ANN modeling of a smart MEMS-based capacitive humidity sensor

  • Kouda SouhilEmail author
  • Dibi Zohir
  • Barra Samir
  • Dendouga Abdelghani
  • Meddour Fayçal
Technical Notes and Correspondence


This paper presents a design of a smart humidity sensor. First we begin by the modeling of a Capacitive MEMS-based humidity sensor. Using neuronal networks and Matlab environment to accurately express the non-linearity, the hysteresis effect and the cross sensitivity of the output humidity sensor used.
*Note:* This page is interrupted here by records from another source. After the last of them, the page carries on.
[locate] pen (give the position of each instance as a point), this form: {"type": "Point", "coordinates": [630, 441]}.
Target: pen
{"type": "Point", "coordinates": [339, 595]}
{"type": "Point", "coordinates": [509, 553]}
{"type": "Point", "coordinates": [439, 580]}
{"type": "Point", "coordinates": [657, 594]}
We have done the training to create an analytical model CHS “Capacitive Humidity Sensor”. Because our sensor is a capacitive type, the obtained model on PSPICE reflects the humidity variation by a capacity variation, which is a passive magnitude; it requires a conversion to an active magnitude, why we realize a conversion capacity/voltage using a switched capacitor circuit SCC. In a second step a linearization, by Matlab program, is applied to CHS response whose goal is to create a database for an element of correction “CORRECTOR”. After that we use the bias matrix and the weights matrix obtained by training to establish the CHS model and the CORRECTOR model on PSPICE simulator, where the output of the first is identical to the output of the CHS and the last correct its nonlinear response, and eliminate its hysteresis effect and cross sensitivity. The three blocks; CHS model, CORRECTOR model and the capacity/voltage converter, represent the smart sensor.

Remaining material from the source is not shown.